Hamilton Lane (HLNE) Co-CEO Erik Hirsch joins Market Domination to give insight into how investors can best navigate opportunities in the private market.

For retail investors, Hirsch suggests: “We would say investors should adopt that long-term mindset. So if we look at the institutional world today, on average, about 15 to 20% of their assets are in the private markets, not alternatives, just really the private markets. And so, that has served them well. Typical institutional investor has a higher return than the typical retail investor. Again, because adding that kind of higher return mix… Duration longer, less liquidity.”

For more expert insight and the latest market action, click here to watch this full episode of Market Domination.

This post was written by Nicholas Jacobino

Video Transcript

There are just over 20 minutes left until the closing bell.

But today we’re looking at how to navigate the private markets with the Yahoo Finance playbook.

Lack of liquidity has raised concerns for private investors, but our next guest sees some opportunities ahead.

We’re joined now by Eric Hirsch, Hamilton Lane co CEO Eric.

It is good to see you.

So maybe just start high level with us, Eric, you know, um when you’re talking to investors, clients about private markets, um what are you telling them, Eric?

How do they look?

Well, first of all, happy to be here.

So thanks for the opportunity.

I think what you’re seeing is tremendous amount of flow, particularly from retail investors coming into the private markets.

I think what we’ve all been seeing, seeing and hearing for the last couple of years is reality, which is the public markets right now are dominated by a very small number of high performing stocks and that is carrying all the indices.

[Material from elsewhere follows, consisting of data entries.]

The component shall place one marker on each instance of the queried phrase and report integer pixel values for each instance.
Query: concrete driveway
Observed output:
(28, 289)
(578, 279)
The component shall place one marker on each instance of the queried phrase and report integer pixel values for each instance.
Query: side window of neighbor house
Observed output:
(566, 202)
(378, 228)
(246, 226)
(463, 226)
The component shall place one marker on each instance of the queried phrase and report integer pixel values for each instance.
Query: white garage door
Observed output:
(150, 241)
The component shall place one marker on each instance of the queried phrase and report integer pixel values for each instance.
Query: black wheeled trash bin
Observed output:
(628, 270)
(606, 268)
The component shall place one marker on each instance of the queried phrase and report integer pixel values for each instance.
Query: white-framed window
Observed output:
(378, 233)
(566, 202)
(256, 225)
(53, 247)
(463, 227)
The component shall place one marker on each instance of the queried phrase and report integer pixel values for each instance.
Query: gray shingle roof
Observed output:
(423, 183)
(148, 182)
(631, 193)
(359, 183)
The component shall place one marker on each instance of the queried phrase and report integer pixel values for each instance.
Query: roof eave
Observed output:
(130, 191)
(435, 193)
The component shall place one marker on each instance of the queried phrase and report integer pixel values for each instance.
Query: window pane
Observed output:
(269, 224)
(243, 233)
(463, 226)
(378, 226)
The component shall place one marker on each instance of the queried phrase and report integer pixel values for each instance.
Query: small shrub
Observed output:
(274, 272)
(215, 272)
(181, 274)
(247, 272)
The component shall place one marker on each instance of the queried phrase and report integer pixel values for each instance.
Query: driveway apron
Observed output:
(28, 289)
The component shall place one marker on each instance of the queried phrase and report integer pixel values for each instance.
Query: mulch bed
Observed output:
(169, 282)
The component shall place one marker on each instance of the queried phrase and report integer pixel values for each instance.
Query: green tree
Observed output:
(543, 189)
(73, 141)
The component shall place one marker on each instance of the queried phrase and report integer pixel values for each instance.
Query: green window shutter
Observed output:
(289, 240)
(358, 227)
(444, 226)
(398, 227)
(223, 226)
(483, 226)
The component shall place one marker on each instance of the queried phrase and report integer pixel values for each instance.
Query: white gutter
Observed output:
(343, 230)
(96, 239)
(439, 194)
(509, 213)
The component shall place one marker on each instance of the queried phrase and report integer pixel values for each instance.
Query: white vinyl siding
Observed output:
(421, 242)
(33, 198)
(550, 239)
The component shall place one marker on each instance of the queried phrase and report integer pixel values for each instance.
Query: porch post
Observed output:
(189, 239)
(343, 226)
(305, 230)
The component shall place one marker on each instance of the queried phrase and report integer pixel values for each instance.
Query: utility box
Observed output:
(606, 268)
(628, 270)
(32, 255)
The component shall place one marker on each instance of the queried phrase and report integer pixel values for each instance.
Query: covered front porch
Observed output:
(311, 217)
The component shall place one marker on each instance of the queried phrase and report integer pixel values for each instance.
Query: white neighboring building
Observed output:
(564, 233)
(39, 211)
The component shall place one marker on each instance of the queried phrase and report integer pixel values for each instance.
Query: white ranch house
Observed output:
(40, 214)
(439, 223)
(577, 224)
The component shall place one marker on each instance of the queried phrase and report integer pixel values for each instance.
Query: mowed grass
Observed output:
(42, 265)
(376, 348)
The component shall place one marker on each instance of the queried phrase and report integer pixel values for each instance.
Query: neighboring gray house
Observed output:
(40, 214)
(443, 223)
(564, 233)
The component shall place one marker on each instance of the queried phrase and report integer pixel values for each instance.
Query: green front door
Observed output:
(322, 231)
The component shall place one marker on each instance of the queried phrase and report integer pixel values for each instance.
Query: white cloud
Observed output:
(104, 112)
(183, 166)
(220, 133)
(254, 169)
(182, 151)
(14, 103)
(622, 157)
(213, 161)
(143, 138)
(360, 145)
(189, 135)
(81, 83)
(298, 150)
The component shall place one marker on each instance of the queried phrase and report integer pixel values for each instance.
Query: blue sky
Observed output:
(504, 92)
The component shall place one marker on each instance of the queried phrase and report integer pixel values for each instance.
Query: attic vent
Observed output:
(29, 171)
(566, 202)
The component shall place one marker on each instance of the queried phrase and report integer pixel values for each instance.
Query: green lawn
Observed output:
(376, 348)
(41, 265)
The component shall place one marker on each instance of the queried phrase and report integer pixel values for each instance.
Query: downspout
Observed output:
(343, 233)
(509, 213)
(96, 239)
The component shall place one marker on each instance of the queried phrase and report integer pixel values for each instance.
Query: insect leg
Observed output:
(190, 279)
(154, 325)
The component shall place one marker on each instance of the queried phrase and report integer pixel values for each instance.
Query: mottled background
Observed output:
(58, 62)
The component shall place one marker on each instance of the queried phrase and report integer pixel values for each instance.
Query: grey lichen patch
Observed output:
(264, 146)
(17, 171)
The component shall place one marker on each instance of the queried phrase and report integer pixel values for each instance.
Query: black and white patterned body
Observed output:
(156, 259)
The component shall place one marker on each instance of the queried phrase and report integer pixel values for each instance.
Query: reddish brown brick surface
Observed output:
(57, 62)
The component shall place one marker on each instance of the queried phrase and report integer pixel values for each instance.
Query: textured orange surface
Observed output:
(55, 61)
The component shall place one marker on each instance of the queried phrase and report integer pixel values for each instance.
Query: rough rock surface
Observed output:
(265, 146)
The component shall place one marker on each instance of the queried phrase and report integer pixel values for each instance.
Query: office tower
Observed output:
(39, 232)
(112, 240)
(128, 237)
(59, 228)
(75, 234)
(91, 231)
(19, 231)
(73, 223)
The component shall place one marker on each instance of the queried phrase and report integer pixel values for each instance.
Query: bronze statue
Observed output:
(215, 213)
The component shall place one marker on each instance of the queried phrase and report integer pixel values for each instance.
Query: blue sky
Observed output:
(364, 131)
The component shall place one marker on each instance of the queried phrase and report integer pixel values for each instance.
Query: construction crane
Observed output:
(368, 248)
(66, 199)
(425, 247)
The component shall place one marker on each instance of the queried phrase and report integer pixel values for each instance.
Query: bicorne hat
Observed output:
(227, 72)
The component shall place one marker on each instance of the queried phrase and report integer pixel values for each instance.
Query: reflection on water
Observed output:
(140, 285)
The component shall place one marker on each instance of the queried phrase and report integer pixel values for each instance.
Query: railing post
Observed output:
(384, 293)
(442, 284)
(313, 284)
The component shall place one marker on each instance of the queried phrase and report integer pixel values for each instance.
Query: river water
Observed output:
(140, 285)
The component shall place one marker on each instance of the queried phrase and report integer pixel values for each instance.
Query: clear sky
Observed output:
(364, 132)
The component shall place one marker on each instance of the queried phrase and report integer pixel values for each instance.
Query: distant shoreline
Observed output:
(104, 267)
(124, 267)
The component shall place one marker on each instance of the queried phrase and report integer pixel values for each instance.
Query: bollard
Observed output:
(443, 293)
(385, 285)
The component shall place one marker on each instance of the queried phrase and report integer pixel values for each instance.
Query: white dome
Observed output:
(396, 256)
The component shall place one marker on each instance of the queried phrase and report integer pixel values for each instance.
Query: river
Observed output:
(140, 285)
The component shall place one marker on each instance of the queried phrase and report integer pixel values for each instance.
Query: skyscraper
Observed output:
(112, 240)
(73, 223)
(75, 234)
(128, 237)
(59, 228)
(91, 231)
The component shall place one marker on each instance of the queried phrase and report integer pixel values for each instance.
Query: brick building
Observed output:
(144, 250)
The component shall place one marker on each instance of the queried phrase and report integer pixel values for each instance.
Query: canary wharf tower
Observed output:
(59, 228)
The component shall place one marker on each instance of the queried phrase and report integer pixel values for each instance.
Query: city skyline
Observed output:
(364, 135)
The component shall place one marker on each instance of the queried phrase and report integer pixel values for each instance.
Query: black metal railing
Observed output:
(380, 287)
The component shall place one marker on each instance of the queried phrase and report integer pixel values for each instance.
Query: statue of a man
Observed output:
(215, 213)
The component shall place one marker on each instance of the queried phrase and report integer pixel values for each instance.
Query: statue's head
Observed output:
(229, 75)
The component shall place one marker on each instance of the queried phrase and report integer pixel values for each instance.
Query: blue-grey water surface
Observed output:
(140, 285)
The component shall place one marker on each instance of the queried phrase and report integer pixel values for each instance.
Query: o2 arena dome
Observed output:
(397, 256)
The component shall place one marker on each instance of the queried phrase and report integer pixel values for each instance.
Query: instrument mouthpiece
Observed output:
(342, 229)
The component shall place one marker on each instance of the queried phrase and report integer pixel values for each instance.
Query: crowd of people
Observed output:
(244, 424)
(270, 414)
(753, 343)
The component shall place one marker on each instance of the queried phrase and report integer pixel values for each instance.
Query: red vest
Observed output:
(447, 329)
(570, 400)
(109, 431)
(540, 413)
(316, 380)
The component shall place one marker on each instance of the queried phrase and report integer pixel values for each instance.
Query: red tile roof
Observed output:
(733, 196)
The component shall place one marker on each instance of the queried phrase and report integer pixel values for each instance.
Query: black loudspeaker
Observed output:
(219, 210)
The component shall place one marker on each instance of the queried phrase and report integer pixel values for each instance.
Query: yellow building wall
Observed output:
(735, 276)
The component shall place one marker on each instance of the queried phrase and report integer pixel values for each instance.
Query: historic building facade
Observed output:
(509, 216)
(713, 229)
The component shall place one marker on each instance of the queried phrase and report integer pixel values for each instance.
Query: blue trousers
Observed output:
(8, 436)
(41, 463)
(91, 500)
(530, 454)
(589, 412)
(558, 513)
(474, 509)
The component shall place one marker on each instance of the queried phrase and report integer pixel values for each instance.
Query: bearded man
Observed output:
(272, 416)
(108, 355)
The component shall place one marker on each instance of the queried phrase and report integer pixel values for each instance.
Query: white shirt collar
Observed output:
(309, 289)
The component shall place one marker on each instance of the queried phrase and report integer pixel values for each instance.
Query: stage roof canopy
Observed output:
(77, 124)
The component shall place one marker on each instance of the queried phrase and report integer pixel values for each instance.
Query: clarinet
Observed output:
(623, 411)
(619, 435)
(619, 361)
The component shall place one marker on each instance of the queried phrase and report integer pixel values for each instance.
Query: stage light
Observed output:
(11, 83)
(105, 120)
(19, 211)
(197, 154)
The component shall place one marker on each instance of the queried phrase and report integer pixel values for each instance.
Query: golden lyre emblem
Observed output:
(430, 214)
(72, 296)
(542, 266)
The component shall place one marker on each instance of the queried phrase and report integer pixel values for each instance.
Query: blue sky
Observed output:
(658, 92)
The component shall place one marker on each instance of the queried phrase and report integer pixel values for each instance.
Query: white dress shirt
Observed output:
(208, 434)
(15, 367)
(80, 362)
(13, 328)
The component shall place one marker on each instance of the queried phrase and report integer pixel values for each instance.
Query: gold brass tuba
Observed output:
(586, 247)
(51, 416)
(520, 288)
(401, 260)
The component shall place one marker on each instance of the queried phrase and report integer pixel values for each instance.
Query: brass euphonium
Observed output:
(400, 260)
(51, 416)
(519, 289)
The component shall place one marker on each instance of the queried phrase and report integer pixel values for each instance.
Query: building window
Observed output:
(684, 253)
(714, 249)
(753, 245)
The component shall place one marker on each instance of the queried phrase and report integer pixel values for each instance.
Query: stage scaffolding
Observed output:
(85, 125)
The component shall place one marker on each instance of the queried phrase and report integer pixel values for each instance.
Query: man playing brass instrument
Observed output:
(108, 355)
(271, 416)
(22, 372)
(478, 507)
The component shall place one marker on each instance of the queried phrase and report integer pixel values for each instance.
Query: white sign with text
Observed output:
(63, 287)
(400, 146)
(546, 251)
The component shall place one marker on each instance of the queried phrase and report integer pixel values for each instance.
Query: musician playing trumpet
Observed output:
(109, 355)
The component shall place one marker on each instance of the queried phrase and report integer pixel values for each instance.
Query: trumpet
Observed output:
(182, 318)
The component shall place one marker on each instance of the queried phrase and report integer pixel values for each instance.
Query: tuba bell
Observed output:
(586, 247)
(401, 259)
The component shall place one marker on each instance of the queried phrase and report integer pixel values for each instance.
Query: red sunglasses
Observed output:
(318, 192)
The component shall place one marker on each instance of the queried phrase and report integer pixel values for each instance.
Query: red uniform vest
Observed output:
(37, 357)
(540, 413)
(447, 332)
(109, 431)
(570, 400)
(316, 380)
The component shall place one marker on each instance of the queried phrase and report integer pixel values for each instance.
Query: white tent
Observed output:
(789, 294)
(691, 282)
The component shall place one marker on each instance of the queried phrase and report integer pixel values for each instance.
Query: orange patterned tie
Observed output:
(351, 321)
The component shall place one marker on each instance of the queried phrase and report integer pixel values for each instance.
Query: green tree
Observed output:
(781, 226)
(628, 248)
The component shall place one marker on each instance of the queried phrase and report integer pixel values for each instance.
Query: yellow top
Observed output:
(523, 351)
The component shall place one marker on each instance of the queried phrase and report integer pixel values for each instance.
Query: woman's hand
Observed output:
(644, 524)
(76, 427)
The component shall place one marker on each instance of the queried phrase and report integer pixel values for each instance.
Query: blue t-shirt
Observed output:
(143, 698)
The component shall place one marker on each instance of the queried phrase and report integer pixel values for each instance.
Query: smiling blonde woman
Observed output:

Once we get past that, the picture a lot less attractive.

If you think about where jobs are being created, where growth is occurring in the economy, it is by and large happening in private companies.

And so the way to access that is actually coming through the private markets and the performance has been there, the opportunities are there and that’s why we’re seeing the flows of capital like we’re seeing them and what’s happening to the valuations there.

Eric because as you say, in the public markets, yes, they’re dominated by a few names.

But that means that we have been seeing a lot of records for the major averages in the public markets.

But on the private side, there haven’t been that many deals right there, haven’t been a lot of exits.

So I wonder what that picture looks like.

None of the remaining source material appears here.